Shrub to 2 m, semi-evergreen in a mild climate, with flexible hollow stems. Leaves ovate-lanceolate, 70–120 × 25–65 mm, base rounded to cordate, tip long-pointed, almost glabrous, with sunken veins; margin slightly involute, remotely toothed; glaucous beneath; petiole 5–10 mm long. Flowers in late autumn; inflorescence a hanging, stalked spike of paired flowers, in the leaf-axils; pairs of flowers 2–6, with 3 ovate to lanceolate bracts per flower, the bracts fringed with glandular hairs.
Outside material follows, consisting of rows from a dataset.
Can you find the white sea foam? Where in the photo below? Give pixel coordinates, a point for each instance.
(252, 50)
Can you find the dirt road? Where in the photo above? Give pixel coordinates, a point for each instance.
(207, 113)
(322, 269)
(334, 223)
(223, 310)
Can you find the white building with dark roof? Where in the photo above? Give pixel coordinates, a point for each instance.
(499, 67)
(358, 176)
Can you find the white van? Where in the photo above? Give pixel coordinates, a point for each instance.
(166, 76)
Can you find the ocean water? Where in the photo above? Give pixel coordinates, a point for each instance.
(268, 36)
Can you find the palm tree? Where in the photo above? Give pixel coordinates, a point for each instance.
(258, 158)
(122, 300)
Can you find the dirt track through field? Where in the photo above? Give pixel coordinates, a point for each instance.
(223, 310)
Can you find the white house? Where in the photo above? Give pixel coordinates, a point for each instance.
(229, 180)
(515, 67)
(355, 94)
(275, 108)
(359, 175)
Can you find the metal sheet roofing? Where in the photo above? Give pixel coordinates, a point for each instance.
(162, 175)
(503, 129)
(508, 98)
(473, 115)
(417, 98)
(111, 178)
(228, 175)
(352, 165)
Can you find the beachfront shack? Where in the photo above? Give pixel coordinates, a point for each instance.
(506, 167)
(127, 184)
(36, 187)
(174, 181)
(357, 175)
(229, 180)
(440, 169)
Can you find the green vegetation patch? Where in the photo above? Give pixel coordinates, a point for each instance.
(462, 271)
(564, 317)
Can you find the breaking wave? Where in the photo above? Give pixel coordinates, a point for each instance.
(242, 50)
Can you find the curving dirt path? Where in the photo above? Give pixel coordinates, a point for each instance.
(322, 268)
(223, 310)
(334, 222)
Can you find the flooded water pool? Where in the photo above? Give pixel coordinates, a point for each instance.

Sepals fused and shallowly cup-shaped in the lower part; lobes linear to lanceolate, 1.5–2 mm. Corolla funnel-shaped, white, 1–2 cm long, glabrous; petals ovate to rounded-ovate, 5–7 mm. Stamens slightly shorter than corolla. Berry red, ripening brilliant indigo-purple in spring, oblong or ellipsoid, 10–13 mm long. (Flora of China 2021).
Distribution Bhutan Myanmar In the far north of the country China Xizang, Yunnan India In the Himalaya Nepal
Habitat Forests and thickets, 2000–3800 m asl.
USDA Hardiness Zone 7
RHS Hardiness Rating H5
Conservation status Not evaluated (NE)
Although a widespread species in the eastern Himalayas, Leycesteria gracilis lacks the showy flowers of L. formosa. Its violet-blue fruit, clustered under each leaf, are spectacular but the plant’s habit of ripening these through the winter months may limit their production in Europe. The plant’s first introduction to the west seems to have been by Himalayan plant experts Cédric Basset and Manon Rivière of Pépinières Aoba in eastern France; in the nursery’s 2021 (online catalogue) scions are advertised as ‘coming soon’, and the stock is suggested to be at least as hardy as L. crocothyrsos.